Toyota’s chair Akio Toyoda last month predicted that demand for BEVs would hit a ceiling at 30 per cent of the global market, opening the way for more hybrid sales.

The company has said it will be selling 5mn hybrids annually by about 2025. By contrast, Toyota has targeted just 3.5mn BEV sales annually from 2030. It only shifted 104,000 last year, while selling 125,000 plug-in hybrids.

Jaguar Land Rover, an industry laggard, is among the carmakers benefiting from the pick-up in hybrid demand. With its first flagship Range Rover BEV not due for launch until the end of the year, the company says hybrid sales will help it comply with UK emissions rules even after it delayed the release of some BEV models.
Visitors examine Toyota’s Corolla Cross HEV GR Sport hybrid at a motor show
Toyota expects to be selling 5mn hybrids annually by about 2025. By contrast, it has targeted just 3.5mn of BEV sales annually from 2030 © Jack Taylor/AFP via Getty Images

Yet the brightening outlook for hybrids only changes, rather than ends, the challenges facing the industry as it grapples with climate change and the varied demands governments around the world are making on carmakers to help fight it.

“Carmakers who are reaping profits now from their existing hybrid models had better use this time and money wisely as BEVs are coming, sooner or later,” said James Hong, autos analyst at Macquarie.

Despite the cooling in the pace of BEV sales last year, they have already overtaken hybrids in most big markets, apart from Japan, which remains a stronghold for the technology.

Luca de Meo, chief executive of Renault, said that even amid the slowdown in demand for BEVs, they would have to dominate the European market if the industry was to meet the EU’s emission targets.

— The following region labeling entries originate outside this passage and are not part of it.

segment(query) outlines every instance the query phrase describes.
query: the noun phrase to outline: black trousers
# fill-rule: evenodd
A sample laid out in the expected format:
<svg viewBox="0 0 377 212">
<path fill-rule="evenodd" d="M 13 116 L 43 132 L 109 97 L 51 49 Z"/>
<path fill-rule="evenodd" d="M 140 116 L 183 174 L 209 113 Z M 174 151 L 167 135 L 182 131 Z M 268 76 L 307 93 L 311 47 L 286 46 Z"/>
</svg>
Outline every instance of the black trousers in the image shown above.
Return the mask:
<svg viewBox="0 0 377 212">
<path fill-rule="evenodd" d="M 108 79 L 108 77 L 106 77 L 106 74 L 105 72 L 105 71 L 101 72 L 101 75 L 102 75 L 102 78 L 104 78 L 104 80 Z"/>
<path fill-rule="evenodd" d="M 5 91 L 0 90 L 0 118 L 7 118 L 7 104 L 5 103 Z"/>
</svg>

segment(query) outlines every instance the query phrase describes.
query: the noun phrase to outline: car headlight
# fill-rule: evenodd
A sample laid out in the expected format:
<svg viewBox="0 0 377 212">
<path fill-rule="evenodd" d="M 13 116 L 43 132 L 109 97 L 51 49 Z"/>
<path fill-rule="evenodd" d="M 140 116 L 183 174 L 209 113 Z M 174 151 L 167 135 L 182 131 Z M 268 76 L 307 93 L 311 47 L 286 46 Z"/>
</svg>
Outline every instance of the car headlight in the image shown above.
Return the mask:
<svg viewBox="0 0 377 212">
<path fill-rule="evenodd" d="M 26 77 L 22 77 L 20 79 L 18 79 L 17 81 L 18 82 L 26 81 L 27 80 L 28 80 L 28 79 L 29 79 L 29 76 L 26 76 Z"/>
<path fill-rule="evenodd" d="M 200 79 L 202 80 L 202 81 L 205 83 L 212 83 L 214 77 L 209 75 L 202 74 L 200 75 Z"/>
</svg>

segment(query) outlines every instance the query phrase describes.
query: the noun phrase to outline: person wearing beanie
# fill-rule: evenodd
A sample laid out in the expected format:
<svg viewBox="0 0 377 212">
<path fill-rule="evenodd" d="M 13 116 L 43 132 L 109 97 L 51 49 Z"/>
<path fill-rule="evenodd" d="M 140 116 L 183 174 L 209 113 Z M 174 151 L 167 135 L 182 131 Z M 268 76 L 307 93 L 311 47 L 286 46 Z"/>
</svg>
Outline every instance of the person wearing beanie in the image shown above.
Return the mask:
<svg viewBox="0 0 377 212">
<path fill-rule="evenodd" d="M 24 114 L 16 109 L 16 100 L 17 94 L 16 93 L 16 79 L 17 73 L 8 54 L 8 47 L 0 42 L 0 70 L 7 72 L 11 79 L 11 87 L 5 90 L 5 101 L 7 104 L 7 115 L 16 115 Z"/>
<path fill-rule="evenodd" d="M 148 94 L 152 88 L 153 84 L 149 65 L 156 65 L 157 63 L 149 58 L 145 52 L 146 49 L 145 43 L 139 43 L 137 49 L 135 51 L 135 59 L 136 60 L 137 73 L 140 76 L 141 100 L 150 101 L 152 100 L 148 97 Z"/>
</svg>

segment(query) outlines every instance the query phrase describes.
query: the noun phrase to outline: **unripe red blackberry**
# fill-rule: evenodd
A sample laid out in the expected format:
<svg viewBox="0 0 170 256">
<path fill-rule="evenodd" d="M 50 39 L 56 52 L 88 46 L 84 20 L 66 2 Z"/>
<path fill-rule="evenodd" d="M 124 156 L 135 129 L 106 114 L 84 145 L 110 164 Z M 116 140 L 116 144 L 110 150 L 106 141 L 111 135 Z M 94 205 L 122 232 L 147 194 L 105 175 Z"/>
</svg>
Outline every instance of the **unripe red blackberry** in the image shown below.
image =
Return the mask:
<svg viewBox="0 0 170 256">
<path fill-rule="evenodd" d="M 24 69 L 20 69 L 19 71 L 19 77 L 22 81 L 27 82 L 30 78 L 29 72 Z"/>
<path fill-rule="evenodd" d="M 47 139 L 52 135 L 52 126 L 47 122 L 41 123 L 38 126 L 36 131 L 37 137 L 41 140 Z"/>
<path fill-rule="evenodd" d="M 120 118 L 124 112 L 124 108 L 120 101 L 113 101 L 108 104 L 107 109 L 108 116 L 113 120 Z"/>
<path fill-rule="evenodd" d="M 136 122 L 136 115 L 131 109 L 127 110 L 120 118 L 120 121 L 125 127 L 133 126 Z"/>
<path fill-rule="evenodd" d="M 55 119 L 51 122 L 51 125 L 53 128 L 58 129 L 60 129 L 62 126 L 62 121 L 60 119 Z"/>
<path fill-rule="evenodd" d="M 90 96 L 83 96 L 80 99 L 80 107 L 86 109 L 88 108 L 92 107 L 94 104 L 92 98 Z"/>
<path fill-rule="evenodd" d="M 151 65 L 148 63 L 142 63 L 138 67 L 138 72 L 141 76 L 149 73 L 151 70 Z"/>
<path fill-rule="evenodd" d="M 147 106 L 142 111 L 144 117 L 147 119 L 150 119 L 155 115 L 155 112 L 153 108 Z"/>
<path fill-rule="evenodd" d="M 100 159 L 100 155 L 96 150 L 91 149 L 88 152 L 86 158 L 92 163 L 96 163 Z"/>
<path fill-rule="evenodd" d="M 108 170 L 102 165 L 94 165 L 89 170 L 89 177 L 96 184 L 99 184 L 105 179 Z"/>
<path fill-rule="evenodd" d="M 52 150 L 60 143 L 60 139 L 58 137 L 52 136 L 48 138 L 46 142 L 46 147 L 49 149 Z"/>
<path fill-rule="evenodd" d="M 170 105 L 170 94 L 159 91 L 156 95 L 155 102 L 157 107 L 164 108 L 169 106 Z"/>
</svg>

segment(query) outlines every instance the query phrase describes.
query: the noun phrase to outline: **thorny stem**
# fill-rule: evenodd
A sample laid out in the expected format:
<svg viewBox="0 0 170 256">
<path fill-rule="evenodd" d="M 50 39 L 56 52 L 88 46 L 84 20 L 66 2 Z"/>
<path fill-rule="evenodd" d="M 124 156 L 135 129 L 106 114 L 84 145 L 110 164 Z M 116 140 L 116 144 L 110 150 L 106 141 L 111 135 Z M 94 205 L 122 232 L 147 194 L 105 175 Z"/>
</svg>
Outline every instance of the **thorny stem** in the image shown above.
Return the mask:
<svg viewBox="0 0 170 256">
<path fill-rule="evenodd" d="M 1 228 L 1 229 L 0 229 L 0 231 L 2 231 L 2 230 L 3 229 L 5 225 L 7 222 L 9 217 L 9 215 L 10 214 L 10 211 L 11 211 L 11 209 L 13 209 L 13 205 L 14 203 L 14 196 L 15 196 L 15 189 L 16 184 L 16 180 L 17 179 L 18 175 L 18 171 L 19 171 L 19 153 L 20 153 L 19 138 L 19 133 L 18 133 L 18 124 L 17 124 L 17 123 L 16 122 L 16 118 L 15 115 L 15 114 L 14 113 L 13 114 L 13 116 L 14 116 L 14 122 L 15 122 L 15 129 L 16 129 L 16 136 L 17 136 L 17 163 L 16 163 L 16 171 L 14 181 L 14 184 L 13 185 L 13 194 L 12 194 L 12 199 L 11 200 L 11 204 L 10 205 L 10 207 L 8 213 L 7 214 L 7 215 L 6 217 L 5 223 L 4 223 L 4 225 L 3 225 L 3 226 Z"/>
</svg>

“You don’t need to have a Nobel Prize in maths to understand EVs need to be a big part of it,” he said.

And with China pursuing aggressive targets for fully electric vehicles, it is the US — a country with longer commuting distances and a more entrenched love of petrol-guzzling engines — that looks set to become the battleground that will determine hybrids’ longevity.

Doug Eroh, president of the Longo Toyota dealership in suburban Los Angeles, said hybrids’ share of its sales more than doubled from 2019 to 42 per cent last year and he expected them to total “well over 50 per cent of our business this year”.

But predicting the long-term trajectory for hybrids in the US is fraught, say analysts, especially with a presidential election in November that could reshape the market.

Senior advisers and campaign officials have said that a second Donald Trump administration would look to roll back President Joe Biden’s landmark Inflation Reduction Act, which included $369bn in tax breaks and subsidies to speed up America’s transition to renewable energy.

“If we have a change in administration, you will probably see the US automakers start sounding like Toyota saying 30 per cent electrification forever,” said Tim Bush, an electric vehicle supply chain analyst at UBS. 

At the same time, moves by international carmakers to locate more production in the US to unlock the tax credits available under the IRA should also help them lower prices — potentially boosting sales. Meanwhile, American companies will also be launching mass-market options for customers unable or unwilling to buy a Tesla.

“I think the argument that everyone who has wanted to buy an EV has bought one doesn’t hold water,” said Bush. “I think what you’re really seeing is that the Big Three automakers are constraining production [of BEVs] to protect margin.”

Whatever the outcome of the US election, Stellantis’s Tavares is adamant that hybrids will be key in helping the industry to “manage the transition” even if the models continue to draw criticism “because you are still promoting internal combustion engines and in the mind of some dogmatic leaders, that is not acceptable”.

It is a view echoed by Eroh at his Los Angeles dealership, who points out that buyers often consider a fully electric vehicle before opting for a hybrid because they are cheaper and allow drivers to skirt the problem of where to charge.

Owning a fully electric car “will be easier with time”, Eroh added. “But that time is not yet.”